I have a large binary data file which I want to load into a C array for fast access. The data file just contains a sequence of 4 byte ints.
I get the data via the pkgutil.get_data function, which returns a binary string. the following code works:
import pkgutil
import struct
cdef int data[32487834]
def load_data():
global data
py_data = pkgutil.get_data('my_module', 'my_data')
for i in range(32487834):
data[i] = <int>struct.unpack('i', py_data[4*i:4*(i+1)])[0]
return 0
load_data()
The problem is that this code is quite slow. Reading the whole data file can take 7 or 8 seconds. Reading the file directly into an array in C only takes 1-2 seconds, but I want to use pkgutil.get_data so that my module can reliably find the data whereever it gets installed.

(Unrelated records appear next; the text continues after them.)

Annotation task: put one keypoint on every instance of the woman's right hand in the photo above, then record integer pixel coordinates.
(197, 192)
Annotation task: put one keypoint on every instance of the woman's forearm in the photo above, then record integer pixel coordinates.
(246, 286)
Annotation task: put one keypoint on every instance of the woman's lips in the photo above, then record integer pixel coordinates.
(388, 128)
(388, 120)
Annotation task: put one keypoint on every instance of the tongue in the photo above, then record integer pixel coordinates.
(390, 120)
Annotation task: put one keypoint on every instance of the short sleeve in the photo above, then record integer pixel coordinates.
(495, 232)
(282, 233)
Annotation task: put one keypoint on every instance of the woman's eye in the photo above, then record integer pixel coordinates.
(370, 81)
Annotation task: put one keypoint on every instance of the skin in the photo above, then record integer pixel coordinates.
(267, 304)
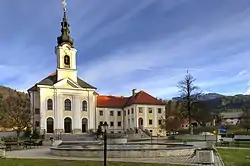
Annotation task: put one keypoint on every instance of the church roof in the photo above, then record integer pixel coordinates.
(121, 102)
(111, 101)
(52, 79)
(144, 98)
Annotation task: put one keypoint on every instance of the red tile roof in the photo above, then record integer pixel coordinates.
(144, 98)
(120, 102)
(111, 101)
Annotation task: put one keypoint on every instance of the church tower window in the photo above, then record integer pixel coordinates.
(67, 105)
(49, 104)
(66, 60)
(84, 106)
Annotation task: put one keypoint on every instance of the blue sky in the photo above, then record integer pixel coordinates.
(142, 44)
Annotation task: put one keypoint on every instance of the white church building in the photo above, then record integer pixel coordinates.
(64, 103)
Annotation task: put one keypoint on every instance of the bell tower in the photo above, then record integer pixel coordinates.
(65, 51)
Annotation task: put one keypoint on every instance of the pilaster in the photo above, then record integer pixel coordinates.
(42, 110)
(76, 113)
(91, 110)
(155, 121)
(59, 121)
(145, 116)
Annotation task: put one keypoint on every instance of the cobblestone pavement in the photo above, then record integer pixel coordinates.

So, my question is: what's the best way to do this? Is there a way to directly cast the data as an array of ints without all the calls to struct.unpack? And, as a secondary question, is there a way to simply get a pointer to the data to avoid copying 120MB of data unnecessarily?
Alternatively, is there a way to make pkgutil return the file path to the data instead of the data itself (in which case I can use C file IO to read the file quite quickly.
EDIT:
Just for the record, here's the final code used (based on Veedrac's answer):
import pkgutil
from cpython cimport array
import array
cdef int[:] data
cdef void load_data():
global data
py_data = pkgutil.get_data('my_module', 'my_data')
data = array.array('i', py_data)
load_data()
Everything is quite fast.
Chances are you should really just use Numpy:
import numpy
import random
import struct
data = struct.pack('i'*100, *[random.randint(0, 1000000) for _ in range(100)])
numpy.fromstring(data, dtype="int32")
#>>> array([642029, 967046, 599565, ...etc], dtype=int32)
Then just use any of the standard methods to get a pointer from that.
If you want to avoid Numpy, a faster but less platform-agnostic method would be to go via a char pointer:
cdef int *data_view = <int *><char *>data
This has lots of "undefined"-ness to it, so be careful. Also be careful not to modify the data!
A good compromize between the two would be to use cpython.array
:
from cpython cimport array
import array
def main(data):
cdef array.array[int] data_arr = array.array('i', data)
cdef int *data_ptr = data_arr.data.as_ints
which gives you well defined semantics and is fast with built-in libraries.